[volt-nuts] How to keep voltage stable in the sub-100nV range?

David davidwhess at gmail.com
Tue Nov 1 10:50:38 EDT 2016


Read the various datasheets and application notes for chopper
stabilized amplifiers, the highest precision bipolar operational
amplifiers, and low input bias current operational amplifiers.  Linear
Technology and Analog Devices are great sources for this information.
The major issues in rough order of importance are:

1. Thermocouples and temperature gradients - this is a huge problem
and special attention will need to be directed toward the layout and
maintaining an isothermal environment.  Careful design is required to
get the specified drift performance out of chopper stabilized (10nV/C)
and low drift operational amplifiers (100nV/C before trimming or
grading).

2. Leakage - even at low impedance levels, minor amounts of leakage
will cause significant errors.  100nV at 10k is only 10pA so this is a
real problem for RC filters where long time constants require high
impedance levels and capacitor leakage also needs to be considered;
avoid Mylar/polyester/PET and high dielectric constant ceramic
capacitors.  In the past, through-hole construction allowed "air
wiring" sensitive nodes but that is not practical with surface mount
parts.  Guards will need to be used in the layout which is impossible
with the smaller surface mount packages.  

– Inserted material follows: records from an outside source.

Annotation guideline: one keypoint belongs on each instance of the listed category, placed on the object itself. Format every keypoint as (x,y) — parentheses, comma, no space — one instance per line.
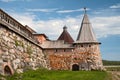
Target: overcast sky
(49,17)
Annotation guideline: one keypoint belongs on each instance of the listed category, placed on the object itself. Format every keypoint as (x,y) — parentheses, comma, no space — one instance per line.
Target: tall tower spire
(86,33)
(85,10)
(66,36)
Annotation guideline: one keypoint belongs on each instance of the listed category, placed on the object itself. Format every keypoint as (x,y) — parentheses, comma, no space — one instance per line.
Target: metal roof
(66,36)
(86,33)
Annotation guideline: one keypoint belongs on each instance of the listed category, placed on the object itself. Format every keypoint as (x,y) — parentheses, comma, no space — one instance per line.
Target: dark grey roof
(86,33)
(66,36)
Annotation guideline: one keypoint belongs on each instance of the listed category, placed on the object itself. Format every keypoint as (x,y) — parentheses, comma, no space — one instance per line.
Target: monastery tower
(87,46)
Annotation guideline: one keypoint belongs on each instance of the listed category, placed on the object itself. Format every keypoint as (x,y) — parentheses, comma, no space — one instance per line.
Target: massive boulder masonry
(21,48)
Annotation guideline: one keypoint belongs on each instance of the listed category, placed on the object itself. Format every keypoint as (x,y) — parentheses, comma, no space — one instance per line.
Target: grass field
(43,74)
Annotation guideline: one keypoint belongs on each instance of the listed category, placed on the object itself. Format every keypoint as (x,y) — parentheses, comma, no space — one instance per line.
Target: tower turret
(87,46)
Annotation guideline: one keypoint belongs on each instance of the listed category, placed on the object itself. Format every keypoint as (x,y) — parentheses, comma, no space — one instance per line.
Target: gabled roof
(86,33)
(66,36)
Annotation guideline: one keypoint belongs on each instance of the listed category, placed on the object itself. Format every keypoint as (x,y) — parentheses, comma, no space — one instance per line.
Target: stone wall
(18,52)
(87,57)
(90,56)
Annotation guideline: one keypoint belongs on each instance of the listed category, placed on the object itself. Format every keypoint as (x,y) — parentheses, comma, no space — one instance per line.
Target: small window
(89,45)
(81,45)
(56,50)
(64,50)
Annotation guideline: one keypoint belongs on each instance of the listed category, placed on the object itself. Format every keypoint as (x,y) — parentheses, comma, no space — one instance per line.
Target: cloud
(115,6)
(103,26)
(13,0)
(69,11)
(42,10)
(7,0)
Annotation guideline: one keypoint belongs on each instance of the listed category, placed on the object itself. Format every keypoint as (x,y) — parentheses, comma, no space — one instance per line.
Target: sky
(50,16)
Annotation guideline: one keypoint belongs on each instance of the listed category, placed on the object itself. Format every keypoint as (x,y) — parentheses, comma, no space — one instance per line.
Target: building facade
(21,47)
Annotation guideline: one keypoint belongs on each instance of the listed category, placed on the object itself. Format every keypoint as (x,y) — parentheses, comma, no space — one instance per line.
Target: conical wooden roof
(86,33)
(66,36)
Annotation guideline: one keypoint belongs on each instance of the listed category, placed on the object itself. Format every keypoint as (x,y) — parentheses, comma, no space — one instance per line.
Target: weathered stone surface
(19,52)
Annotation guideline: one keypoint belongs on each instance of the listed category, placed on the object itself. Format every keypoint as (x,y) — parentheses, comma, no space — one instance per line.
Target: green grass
(43,74)
(106,62)
(113,68)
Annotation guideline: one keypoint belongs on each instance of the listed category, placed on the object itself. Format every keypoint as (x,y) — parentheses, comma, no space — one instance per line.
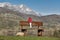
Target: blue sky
(45,7)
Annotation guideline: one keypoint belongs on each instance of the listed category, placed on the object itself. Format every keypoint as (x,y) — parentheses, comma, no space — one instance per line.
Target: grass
(27,38)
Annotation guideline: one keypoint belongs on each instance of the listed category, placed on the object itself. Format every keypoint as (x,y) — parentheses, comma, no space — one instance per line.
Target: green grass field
(27,38)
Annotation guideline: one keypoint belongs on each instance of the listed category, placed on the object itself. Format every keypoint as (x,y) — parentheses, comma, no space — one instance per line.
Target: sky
(45,7)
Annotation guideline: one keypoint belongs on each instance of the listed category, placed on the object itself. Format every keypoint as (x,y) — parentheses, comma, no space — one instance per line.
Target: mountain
(51,21)
(20,8)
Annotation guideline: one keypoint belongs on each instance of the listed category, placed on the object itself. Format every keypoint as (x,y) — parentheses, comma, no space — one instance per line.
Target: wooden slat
(26,23)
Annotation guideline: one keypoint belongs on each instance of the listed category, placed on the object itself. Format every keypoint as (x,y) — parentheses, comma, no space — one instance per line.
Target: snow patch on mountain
(20,8)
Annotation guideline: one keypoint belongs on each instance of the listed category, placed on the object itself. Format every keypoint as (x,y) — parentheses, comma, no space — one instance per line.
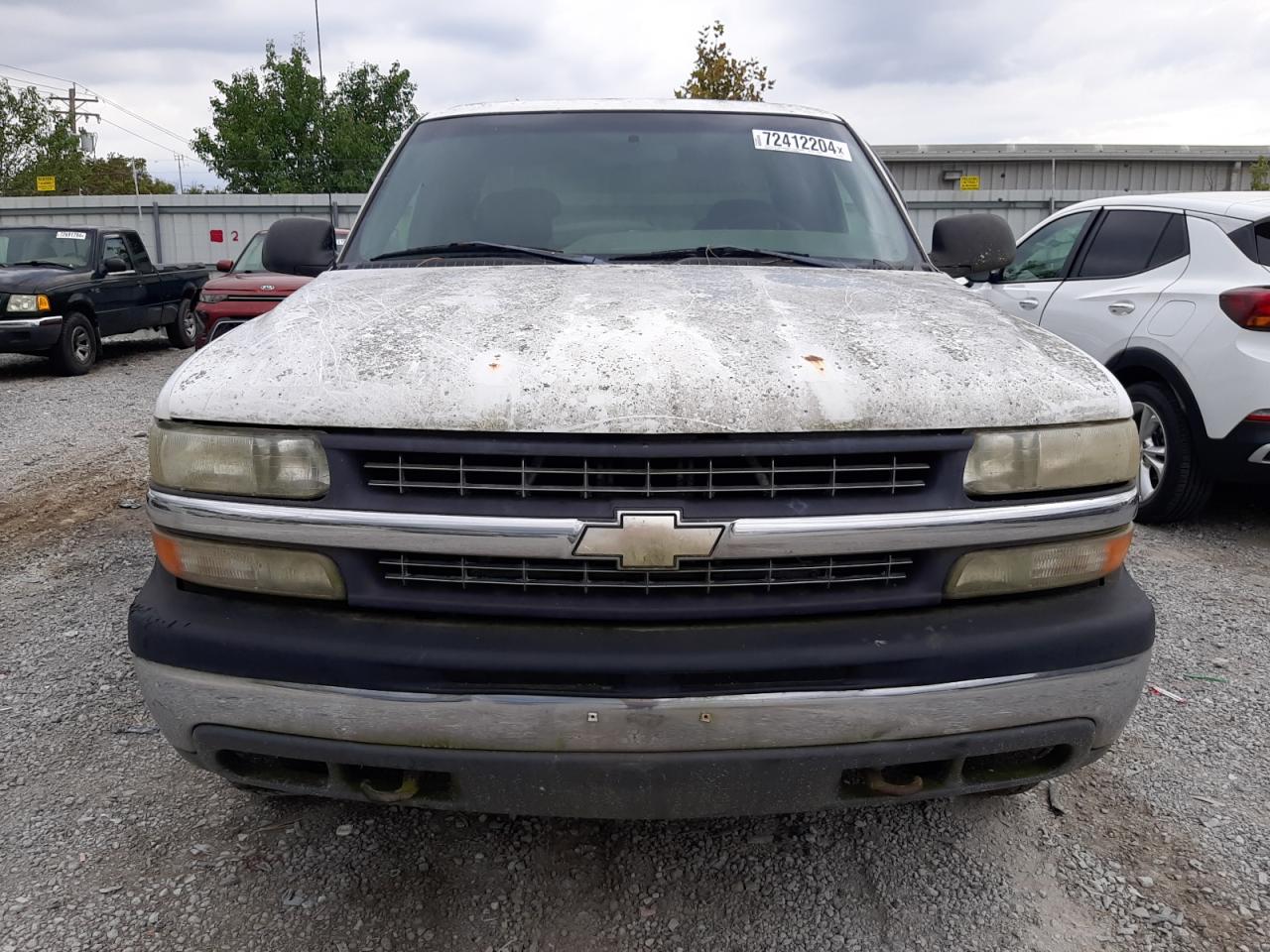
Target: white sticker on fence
(798,143)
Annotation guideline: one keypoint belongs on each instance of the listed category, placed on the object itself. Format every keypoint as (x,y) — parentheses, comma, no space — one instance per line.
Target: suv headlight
(1003,462)
(27,303)
(238,462)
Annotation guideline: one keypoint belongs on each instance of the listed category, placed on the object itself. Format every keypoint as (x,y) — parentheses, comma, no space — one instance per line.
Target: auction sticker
(798,143)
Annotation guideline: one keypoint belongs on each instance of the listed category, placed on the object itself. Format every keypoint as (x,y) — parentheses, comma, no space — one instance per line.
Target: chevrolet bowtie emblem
(648,540)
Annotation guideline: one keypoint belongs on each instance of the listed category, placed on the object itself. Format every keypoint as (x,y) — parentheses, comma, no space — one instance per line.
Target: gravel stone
(112,842)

3. Resistor self heating - even precision resistors become a problem
at this level of stability because of self heating which also
complicates the thermocouple problem.  High resistance values lower
self heating but make errors from leakage current and current noise
worse.

4. Dielectric absorption - this will be a problem if fast settling is
required.  Avoid Mylar/polyester/PET and high dielectric constant
ceramic capacitors.

5. Pink Noise - 1/f noise increases as frequency decreases.  Chopper
amplifiers have flat 1/f noise so are invaluable below about 1 Hz.

On Tue, 1 Nov 2016 13:14:16 +0100, you wrote:

>Hi,
>
>I have a "small" side project, which involves keeping a voltage stable
>to better than 100nV over the period of several seconds. Ie. a DAC
>produces an output and a chain of opamps and low pass filters feeds
>it to the consuming device. The absolute value and drift over more
>than 10-100s is not that important.
>
>As I lack a lot of knowledge in this field, I would like to ask
>whether someone can point me at literature or give me some terms
>to search for that help me to figure out whether this is actually
>feasible and how I could achieve that. I know the basic literature
>on noise and how to deal with that. What I am interested in are the
>real world problems, how big they actually are and how to deal with them.